# how can I avoid over exposure of a white car in bright sun?



## NM Rich (Feb 26, 2009)

how can I avoid over exposure of a white car in bright sun?  will a polarizing filter help reduce the chances of over exposure?

thanks for any suggestions everyone might have!


----------



## DeadEye (Feb 26, 2009)

A CP will reduce the Polarized reflections only, yes it will help but WHITE is mostly diffuse reflection. The real answer is to control the light for better exposure. Wait till it is better: use a reflector: use fill flash : use shade : use a gobo. ect.

Cheers DeadEye


----------



## andrew99 (Feb 26, 2009)

You can play with the exposure compensation to reduce the overall exposure.. But I think the camera would tend to underexpose anyway, since it's a white object.  Can you post a photo with the problem?


----------



## Captain IK (Feb 26, 2009)

You really need to shoot white objects in manual.  The camera will want to expose the white car to meet 18% gray, so overexposure is necessary.
A polarizer and/or neutral density filter may help.  Take several shots using different combinations.
I would aslo recommend shooting in RAW format as it will be better for PP exposure adjustments.


----------



## bdavis (Feb 26, 2009)

If you shoot a car in the bright sun the camera is most likely going to underexpose it because it's a light object so the camera will select a fast shutter. Like Andrew said, play with the exposure comp. Plus, it's bad practice to photograph cars in bright, direct sunlight.


----------



## TheOtherBob (Feb 26, 2009)

The simplest solution is probably to meter off something nearby that isn't a bright white car, and then apply that to the car.  (A grey card is, I think, the _right_ way to do it -- but I've been known to use my hand, and it's worked pretty well.)


----------



## BrandonS (Feb 26, 2009)

When I'm at the track shooting I use manual exposure.  Auto modes don't seem to meter very good for dark cars or bright cars.  In any case I use center weighted metering and adjust for that on the car.  It may darken your background some, but your main subject is the car and that's what you want to come out.

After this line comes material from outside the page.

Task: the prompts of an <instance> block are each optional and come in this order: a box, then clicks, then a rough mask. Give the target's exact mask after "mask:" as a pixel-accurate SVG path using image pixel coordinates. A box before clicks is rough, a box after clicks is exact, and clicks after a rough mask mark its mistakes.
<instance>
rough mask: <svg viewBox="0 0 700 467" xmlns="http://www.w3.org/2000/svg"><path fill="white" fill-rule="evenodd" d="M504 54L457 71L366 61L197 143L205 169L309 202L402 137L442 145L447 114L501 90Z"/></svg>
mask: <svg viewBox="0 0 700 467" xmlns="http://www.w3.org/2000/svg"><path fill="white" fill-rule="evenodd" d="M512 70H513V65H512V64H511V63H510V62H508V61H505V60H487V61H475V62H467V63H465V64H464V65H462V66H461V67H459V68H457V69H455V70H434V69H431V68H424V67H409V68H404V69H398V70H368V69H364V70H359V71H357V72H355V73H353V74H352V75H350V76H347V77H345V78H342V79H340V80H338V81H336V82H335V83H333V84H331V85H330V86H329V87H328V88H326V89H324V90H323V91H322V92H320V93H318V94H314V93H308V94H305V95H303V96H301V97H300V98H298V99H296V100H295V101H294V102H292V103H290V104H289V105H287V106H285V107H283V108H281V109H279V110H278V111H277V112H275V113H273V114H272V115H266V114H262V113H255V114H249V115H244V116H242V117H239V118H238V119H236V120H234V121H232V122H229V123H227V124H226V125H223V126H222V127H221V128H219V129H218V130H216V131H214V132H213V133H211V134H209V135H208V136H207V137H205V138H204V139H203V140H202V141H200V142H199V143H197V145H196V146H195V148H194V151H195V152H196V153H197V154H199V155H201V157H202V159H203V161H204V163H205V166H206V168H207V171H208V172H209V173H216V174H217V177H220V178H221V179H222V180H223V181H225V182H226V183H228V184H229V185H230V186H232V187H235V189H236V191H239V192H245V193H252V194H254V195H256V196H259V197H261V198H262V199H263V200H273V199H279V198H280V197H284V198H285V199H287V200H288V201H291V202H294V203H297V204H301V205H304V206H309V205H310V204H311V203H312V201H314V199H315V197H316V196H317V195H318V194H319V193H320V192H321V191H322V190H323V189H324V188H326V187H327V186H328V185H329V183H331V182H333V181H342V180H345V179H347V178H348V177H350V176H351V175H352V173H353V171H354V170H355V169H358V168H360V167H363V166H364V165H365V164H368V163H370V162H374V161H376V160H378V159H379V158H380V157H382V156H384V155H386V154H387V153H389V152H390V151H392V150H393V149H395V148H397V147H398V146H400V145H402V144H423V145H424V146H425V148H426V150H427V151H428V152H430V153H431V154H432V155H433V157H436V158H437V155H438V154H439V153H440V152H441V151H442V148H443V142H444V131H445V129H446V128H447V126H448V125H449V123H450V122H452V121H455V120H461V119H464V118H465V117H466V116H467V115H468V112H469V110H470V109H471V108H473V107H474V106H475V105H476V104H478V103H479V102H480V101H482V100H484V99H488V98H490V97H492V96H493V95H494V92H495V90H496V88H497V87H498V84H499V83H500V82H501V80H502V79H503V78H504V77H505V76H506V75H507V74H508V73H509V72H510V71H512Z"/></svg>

Something else yo could try would be involve shooting the side of the car that is cast in shadow.  That works out well for getting most of it to expose, but between that and the part that is highlighted in the sun you end up with a large dynamic range and it usually blows out where the sun was hitting.


----------



## AUZambo (Feb 26, 2009)

Just curious...why must you take the picture in direct sunlight?  Is it not feasible to take the pictures later or earlier in the day, or wait for a cloudy day?


----------



## LarryD (Feb 26, 2009)

With digitals, whites tend to over saturate the sensor and blow out all detail, which is unrecoverable..

If you are specifically shooting the white car, meter off the car, and meter off the foreground, then take the difference and dial in some exposure compensation.  If you have a tight crop on the car, use center-weighted or spot; and bracket..

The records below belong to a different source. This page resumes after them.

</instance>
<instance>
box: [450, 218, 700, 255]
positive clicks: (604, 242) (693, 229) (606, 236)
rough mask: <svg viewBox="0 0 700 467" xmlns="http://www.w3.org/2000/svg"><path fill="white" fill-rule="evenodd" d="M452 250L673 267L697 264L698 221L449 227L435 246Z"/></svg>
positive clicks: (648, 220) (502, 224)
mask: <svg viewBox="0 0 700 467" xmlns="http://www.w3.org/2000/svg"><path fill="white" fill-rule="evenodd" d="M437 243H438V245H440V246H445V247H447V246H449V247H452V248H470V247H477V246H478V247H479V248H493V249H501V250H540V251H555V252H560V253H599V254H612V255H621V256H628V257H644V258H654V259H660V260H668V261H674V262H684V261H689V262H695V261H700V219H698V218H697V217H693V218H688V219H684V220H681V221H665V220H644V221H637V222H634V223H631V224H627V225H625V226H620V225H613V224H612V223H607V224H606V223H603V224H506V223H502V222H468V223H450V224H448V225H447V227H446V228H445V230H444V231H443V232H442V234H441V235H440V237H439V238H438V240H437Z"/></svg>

The backgound will be dark, but you should retain the details in the over-bright car.


----------



## NM Rich (Feb 26, 2009)

AUZambo said:


> Just curious...why must you take the picture in direct sunlight? Is it not feasible to take the pictures later or earlier in the day, or wait for a cloudy day?


 
That just happens to be when I get out of work...


----------



## NM Rich (Feb 26, 2009)

Thanks for all your replies!  I'm gonna give it a try tomorrow...


----------



## KvnO (Feb 26, 2009)

TheOtherBob said:


> (A grey card is, I think, the _right_ way to do it -- but I've been known to use my hand, and it's worked pretty well.)



I was hoping someone would mention a gray card.  That's the first thing I thought of when reading the title.  So, I ignored the thread for a while and when I finally read through it, I was surprised only one person mentioned it.  

Really, gray cards are cheap (when compared to other photo gear) and oh-so-useful (especially with situations like this).  Everybody should have one.  They're available at most camera shops and online.  

Good luck.


----------



## Joves (Feb 26, 2009)

Yeah as was said the polarizer is your best bet. That and adjusting the Exposure Compensation.


----------